4. L’UMANESIMO SECOLARIZZATO È POSSIBILE?:
Questo senso dell’elevatezza e della centralità dell’uomo, è parte essenziale della cultura dell’Occidente ed è fatta propria, in qualche modo, anche da molti non credenti. Questo «umanesimo secolarizzato», chiediamoci, si fonda sulla sola ragione? A noi sembra che la ragione non porti a porre al centro l’uomo, perché l’indagine «scientifica» dell’essere umano ne evidenzia solo il fatto che è un particolare aggregato chimico, che appare fugacemente sulla scena e presto si dissolve. Con la sola ragione, insomma, si finisce prima o poi col convincersi dell’onnipotenza della morte (nichilismo). Il cosiddetto «umanesimo secolarizzato», perciò, a noi sembra un tentativo di conservare certi graditi frutti dell’insegnamento biblico, ma senza riconoscerne la sorgente, o addirittura negandola. Non stupisce, perciò, che l’umanesimo secolarizzato sia presente soprattutto fra chi ha un retaggio in qualche modo cristiano, il quale però, se non è alimentato a ogni generazione, svanisce presto. Come possiamo constatare in questo mondo «post-moderno», molte persone urbanizzate non hanno ormai più nemmeno quella conoscenza superficiale, e a volte superstiziosa, che avevano quelli del precedente mondo contadino; questi ultimi, pur tra tanti equivoci, conservavano in sé il senso di valori che li trascendevano.
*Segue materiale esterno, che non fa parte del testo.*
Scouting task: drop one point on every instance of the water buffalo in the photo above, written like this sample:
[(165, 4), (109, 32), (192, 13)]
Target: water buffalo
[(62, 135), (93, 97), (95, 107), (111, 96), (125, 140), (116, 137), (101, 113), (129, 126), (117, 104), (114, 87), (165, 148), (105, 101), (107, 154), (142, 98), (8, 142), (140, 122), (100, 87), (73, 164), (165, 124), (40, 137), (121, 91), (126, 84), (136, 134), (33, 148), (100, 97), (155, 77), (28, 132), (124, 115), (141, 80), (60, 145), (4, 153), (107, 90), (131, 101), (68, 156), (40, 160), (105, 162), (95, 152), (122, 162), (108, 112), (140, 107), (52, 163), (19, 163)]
5. RIASSUMENDO E CONCLUDENDO:
L’uomo non è una «via di mezzo» fra immagine di Dio, animali, piante ed elementi chimici: è tutte queste cose insieme. L’essere immagine di Dio, però, è ciò che lo distingue da tutto il resto del creato; è pure ciò che ha, di gran lunga, di più prezioso, pertanto è ciò che deve essere più salvaguardato.
Questa dignità l’uomo ce l’ha in quanto discendente di Adamo, dunque indipendentemente dal suo quoziente di intelligenza o dal suo stato di salute.
Si capisce che si potrebbe passare facilmente dall’enunciazione dei principi ai loro risvolti nel campo dell’etica (aborto, eutanasia, vegetarianesimo e altro), ma con questa rubrica vogliamo esplorare i fondamenti della realtà, senza addentrarci nella loro applicazione. Questo anche perché, nel mondo di oggi, certe scelte etiche sbagliate sono spesso frutto di presupposti sbagliati, chiarendo i quali i comportamenti corretti ne sono quasi un’inevitabile conseguenza.